Bypass, which is commonly used in serious heart diseases, is about to become a thing of the past. With the 1.5-year-long ‘drug-eluting stent’ method, even the most complicated vascular blockages can now be treated.
The method is the work of Assoc. Prof. Dr. Muzaffer M. Değertekin, who went to the Thoraxcenter at Erasmus University Faculty of Medicine in Rotterdam, the Netherlands with a scholarship and conducted the first studies on humans. The application is described as a revolution in heart diseases. Within five years, 50 per cent of patients requiring bypass will be able to be treated with this method.
Stents applied in heart diseases other than bypass and drug treatment caused recurrence of complaints in 15 per cent of patients after a while. The stents in the blood vessel would form tissue due to reaction and cause narrowing again.
Scientists have been pondering how to prevent this for more than 15 years. One of those who showed interest in the subject was Assoc. Prof. Dr. Muzaffer Değertekin, who won the European Cardiology Scholarship, which was awarded to only five people in 2001, and went to Thoraxcenter.
Working on a ‘drug-eluting stent’ to prevent stents from forming tissue in the vessel, Değertekin made the first application on humans. Değertekin’s scholarship was for six months, but when his professor wanted him to stay, he continued to work.
Degertekin, who is about to complete his PhD in ‘Interventional Cardiology’, is the first person to have a PhD on the method and also the doctor with the most publications on the subject. Değertekin said, “In the past, some patients who had stents inserted had tissue in their veins. Therefore, we had to resort to surgical intervention. This problem had been dealt with for 15 years. This method prevented the vessel from narrowing again and gave positive results in many of the patients we implanted stents, even in the most complicated ones.”
When Değertekin presented the method at the ‘National Cardiology Congress’ in Istanbul a few days ago, it caused an echo in the medical world. Stating that the study attracted the attention of many European and American journalists, Değertekin said that when the method was successful, it was applied in many parts of the world and the results were approved.
Emphasising that heart patients now have an alternative to bypass, Assoc. Prof. Değertekin said, “The drugs used were approved by both the American Food and Drug Administration and the European Health Institute. At Erasmus University, we implanted 2,83 stents in 1083 patients. Since Thoraxcenter is the first and most applied in the world, the USA is following behind,” he said.

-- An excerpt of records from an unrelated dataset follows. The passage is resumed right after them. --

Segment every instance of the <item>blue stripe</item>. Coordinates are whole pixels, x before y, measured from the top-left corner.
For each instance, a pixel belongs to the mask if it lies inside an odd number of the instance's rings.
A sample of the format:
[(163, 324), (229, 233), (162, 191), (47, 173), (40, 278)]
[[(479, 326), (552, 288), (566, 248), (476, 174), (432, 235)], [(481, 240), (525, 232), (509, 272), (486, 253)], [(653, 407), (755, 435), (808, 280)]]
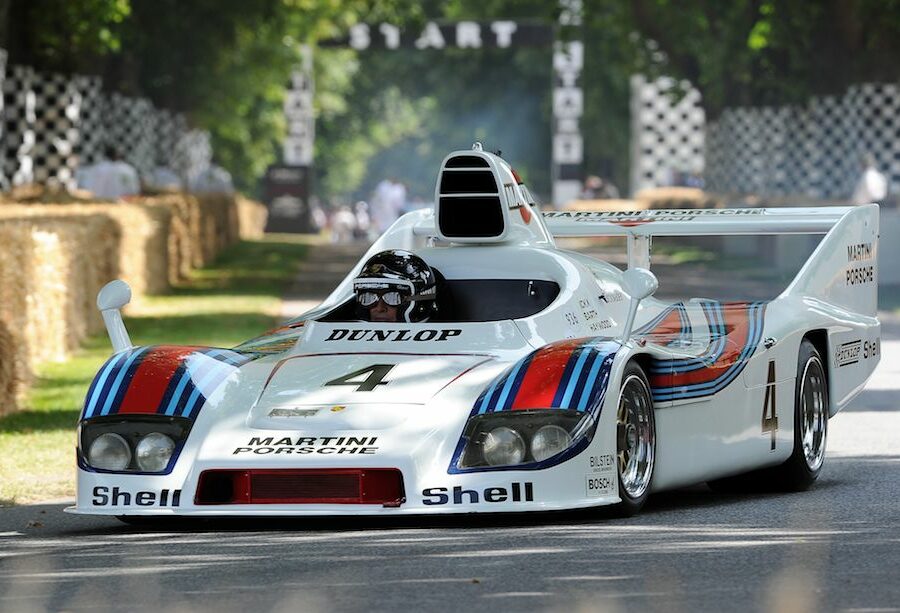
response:
[(575, 392), (575, 386), (578, 384), (578, 377), (581, 374), (581, 369), (584, 368), (584, 363), (588, 359), (588, 356), (591, 354), (591, 348), (585, 347), (581, 350), (581, 354), (578, 356), (578, 361), (575, 362), (575, 367), (572, 369), (572, 374), (569, 376), (569, 380), (566, 382), (566, 391), (563, 394), (562, 401), (558, 405), (560, 408), (569, 408), (569, 401), (572, 399), (572, 394)]
[(590, 378), (591, 370), (594, 368), (594, 364), (603, 361), (603, 354), (601, 352), (593, 347), (591, 347), (589, 351), (590, 355), (588, 355), (587, 360), (585, 360), (581, 372), (578, 374), (578, 381), (575, 383), (575, 388), (572, 390), (572, 397), (566, 403), (567, 409), (578, 408), (578, 402), (581, 400), (581, 395), (587, 387), (587, 382)]
[(516, 380), (516, 376), (519, 374), (519, 371), (522, 370), (522, 366), (523, 362), (520, 360), (506, 376), (506, 383), (503, 385), (503, 388), (500, 390), (500, 395), (497, 397), (495, 410), (503, 410), (503, 405), (506, 404), (506, 398), (509, 396), (509, 390), (512, 389), (513, 381)]
[[(191, 395), (188, 398), (187, 403), (185, 404), (184, 408), (181, 410), (181, 415), (183, 417), (187, 417), (188, 415), (191, 414), (191, 411), (194, 408), (194, 404), (197, 402), (197, 398), (201, 394), (201, 388), (206, 388), (207, 386), (209, 386), (209, 382), (214, 381), (217, 375), (225, 374), (227, 376), (227, 375), (230, 375), (235, 370), (234, 366), (231, 366), (229, 364), (223, 364), (222, 362), (219, 362), (218, 360), (213, 359), (212, 362), (213, 362), (212, 364), (210, 364), (206, 369), (204, 369), (205, 372), (203, 373), (203, 378), (200, 379), (196, 384), (194, 384), (194, 391), (191, 392)], [(199, 373), (198, 373), (198, 375), (199, 375)], [(225, 377), (222, 377), (223, 380), (224, 380), (224, 378)], [(219, 381), (219, 383), (221, 383), (221, 381)], [(218, 387), (218, 385), (216, 387)], [(207, 391), (209, 391), (209, 390), (207, 390)], [(209, 393), (203, 394), (204, 401), (207, 397), (211, 396), (212, 392), (214, 392), (214, 391), (215, 391), (215, 387), (212, 388), (212, 391), (209, 391)]]
[[(165, 403), (166, 395), (168, 395), (169, 390), (166, 390), (166, 394), (163, 395), (163, 402), (160, 403), (160, 407), (163, 404), (166, 404), (166, 409), (163, 411), (166, 415), (174, 415), (176, 409), (178, 408), (179, 401), (182, 400), (182, 395), (184, 394), (184, 389), (187, 387), (188, 383), (191, 381), (191, 369), (190, 369), (190, 358), (197, 355), (206, 355), (206, 356), (215, 356), (216, 354), (224, 354), (226, 350), (224, 349), (209, 349), (209, 350), (198, 350), (193, 353), (186, 355), (183, 359), (182, 366), (178, 367), (178, 370), (175, 371), (176, 374), (181, 373), (181, 377), (178, 379), (178, 384), (175, 386), (172, 394), (169, 396), (169, 402)], [(174, 377), (173, 377), (174, 379)], [(171, 387), (171, 384), (170, 384)]]
[[(88, 412), (91, 410), (92, 399), (95, 397), (96, 394), (100, 393), (99, 388), (97, 386), (97, 382), (100, 380), (100, 373), (103, 372), (104, 370), (106, 370), (107, 368), (111, 368), (112, 363), (114, 361), (116, 361), (117, 359), (119, 359), (119, 356), (114, 355), (114, 356), (110, 357), (108, 360), (106, 360), (103, 363), (103, 366), (100, 368), (100, 370), (97, 371), (97, 375), (91, 381), (91, 386), (88, 388), (87, 394), (84, 395), (84, 405), (81, 410), (82, 419), (84, 419), (85, 417), (88, 416)], [(102, 387), (102, 385), (100, 387)]]
[(510, 374), (512, 387), (509, 390), (509, 395), (502, 402), (497, 403), (498, 411), (506, 411), (512, 408), (513, 402), (516, 400), (516, 395), (519, 393), (519, 388), (522, 386), (522, 380), (525, 378), (528, 369), (531, 367), (531, 360), (535, 353), (536, 352), (531, 352), (525, 356), (525, 358), (519, 362), (516, 371)]
[(122, 385), (122, 379), (125, 378), (125, 373), (128, 372), (128, 369), (131, 368), (131, 365), (137, 359), (139, 355), (147, 351), (149, 347), (141, 347), (137, 351), (132, 352), (130, 356), (128, 356), (128, 360), (119, 369), (119, 374), (116, 376), (116, 380), (113, 382), (112, 387), (110, 388), (109, 394), (106, 396), (106, 402), (103, 403), (103, 408), (100, 409), (100, 415), (106, 415), (109, 413), (109, 409), (113, 405), (113, 400), (116, 397), (116, 394), (119, 391), (119, 387)]
[(584, 390), (581, 392), (581, 397), (578, 399), (578, 406), (576, 408), (579, 411), (584, 411), (587, 408), (588, 399), (591, 397), (591, 391), (594, 389), (594, 383), (597, 381), (597, 375), (600, 374), (600, 367), (603, 366), (603, 362), (605, 361), (606, 355), (597, 355), (596, 359), (594, 359), (594, 364), (591, 366), (591, 370), (588, 373), (587, 383), (585, 383)]
[(129, 351), (123, 351), (119, 355), (110, 358), (108, 362), (106, 362), (106, 366), (103, 368), (103, 372), (100, 373), (100, 376), (97, 378), (97, 385), (94, 388), (94, 393), (91, 395), (91, 399), (88, 402), (88, 406), (84, 411), (85, 417), (92, 417), (94, 414), (94, 409), (97, 408), (97, 404), (103, 398), (103, 388), (106, 385), (106, 380), (109, 378), (110, 372), (113, 367), (119, 362), (126, 359), (126, 356), (130, 354)]
[(490, 402), (491, 396), (494, 394), (494, 390), (497, 389), (497, 385), (503, 381), (503, 377), (498, 377), (494, 379), (494, 383), (488, 388), (487, 394), (484, 395), (484, 400), (481, 401), (481, 406), (478, 407), (479, 413), (484, 413), (488, 410), (488, 404)]

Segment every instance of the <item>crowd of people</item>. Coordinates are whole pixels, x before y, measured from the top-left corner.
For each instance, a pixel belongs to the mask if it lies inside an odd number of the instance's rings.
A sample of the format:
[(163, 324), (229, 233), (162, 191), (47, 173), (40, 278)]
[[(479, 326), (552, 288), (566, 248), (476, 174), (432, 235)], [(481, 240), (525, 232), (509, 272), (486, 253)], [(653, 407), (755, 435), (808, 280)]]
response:
[(78, 189), (97, 198), (119, 200), (142, 193), (190, 191), (193, 193), (232, 193), (231, 174), (221, 166), (209, 164), (191, 177), (182, 177), (168, 166), (158, 165), (141, 176), (125, 161), (122, 153), (108, 146), (95, 164), (81, 166), (75, 173)]
[(314, 208), (313, 223), (319, 229), (329, 228), (334, 243), (372, 241), (401, 215), (427, 206), (429, 203), (420, 198), (410, 199), (402, 181), (390, 178), (375, 186), (369, 201), (360, 200), (352, 206), (339, 204), (330, 214)]

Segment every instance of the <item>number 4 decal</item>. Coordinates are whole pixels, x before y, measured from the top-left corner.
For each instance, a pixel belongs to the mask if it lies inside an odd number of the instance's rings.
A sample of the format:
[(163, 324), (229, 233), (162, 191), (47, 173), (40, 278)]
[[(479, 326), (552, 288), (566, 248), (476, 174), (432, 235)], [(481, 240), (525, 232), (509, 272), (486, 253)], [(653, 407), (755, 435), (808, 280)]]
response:
[[(771, 417), (769, 408), (771, 407)], [(763, 400), (762, 431), (772, 433), (772, 450), (775, 450), (775, 432), (778, 430), (778, 414), (775, 410), (775, 360), (769, 360), (769, 377), (766, 381), (766, 398)]]
[(333, 379), (325, 385), (354, 385), (357, 392), (371, 392), (379, 385), (387, 385), (389, 383), (384, 380), (384, 377), (391, 372), (394, 366), (396, 364), (372, 364), (366, 368), (354, 370), (343, 377)]

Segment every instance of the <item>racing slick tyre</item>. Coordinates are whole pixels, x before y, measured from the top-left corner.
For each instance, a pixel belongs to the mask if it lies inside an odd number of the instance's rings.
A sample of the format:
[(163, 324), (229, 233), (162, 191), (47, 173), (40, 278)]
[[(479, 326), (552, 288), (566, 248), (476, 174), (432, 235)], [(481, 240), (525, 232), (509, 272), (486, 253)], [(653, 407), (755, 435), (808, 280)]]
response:
[(797, 358), (794, 386), (794, 449), (783, 464), (745, 475), (710, 481), (713, 491), (802, 492), (809, 489), (825, 461), (828, 434), (828, 380), (815, 345), (804, 338)]
[(628, 517), (641, 510), (650, 494), (656, 461), (656, 420), (653, 396), (644, 370), (635, 362), (625, 367), (616, 411), (616, 473), (620, 503), (611, 512)]

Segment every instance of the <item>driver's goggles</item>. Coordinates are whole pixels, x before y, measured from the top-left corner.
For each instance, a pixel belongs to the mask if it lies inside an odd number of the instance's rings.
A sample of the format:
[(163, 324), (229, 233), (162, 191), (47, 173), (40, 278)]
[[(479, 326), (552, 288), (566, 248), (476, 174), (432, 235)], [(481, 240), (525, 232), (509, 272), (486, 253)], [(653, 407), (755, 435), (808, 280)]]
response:
[(396, 290), (389, 292), (360, 292), (356, 295), (356, 301), (364, 307), (370, 307), (378, 302), (378, 299), (384, 301), (388, 306), (400, 306), (409, 299), (408, 295), (404, 295)]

Comparing the application with bypass and normal stents, Assoc. Değertekin drew attention to the following points: “Within two years, the number of patients who need bypass will decrease by 20 per cent thanks to this method. In five years, 50 per cent of patients requiring bypass will be treated with drug-eluting stents.
This does not mean that bypass will disappear, but if the method is actively applied, many patients will not need bypass. This is a revolution. Your success rate in surgery is 91 per cent, but 95 per cent of the patients you treat with the new method no longer complain.
There was no change in surgery between 1994 and 2003. But as of 2003, we see that the rate of patients who have stents and go to the doctor with complaints has decreased to 5 per cent. Thus, the number of patients going to surgery will decrease.”
Assoc. Prof. Dr. Değertekin stated that the drug-eluting stents were 5 thousand dollars when they were first released, and that it has now decreased to 3 thousand dollars. Stating that drug-eluting stents are cheaper than other methods, Değertekin noted that they will become cheaper as they become widespread.
Değertekin said, “In bypass, the patient’s chest is opened, he is hospitalised for a month, psychologically affected and cannot work for three months. However, with the drug-eluting stent, the patient can be discharged within two days.” The method is currently limited in Turkey as it is not covered by social insurance.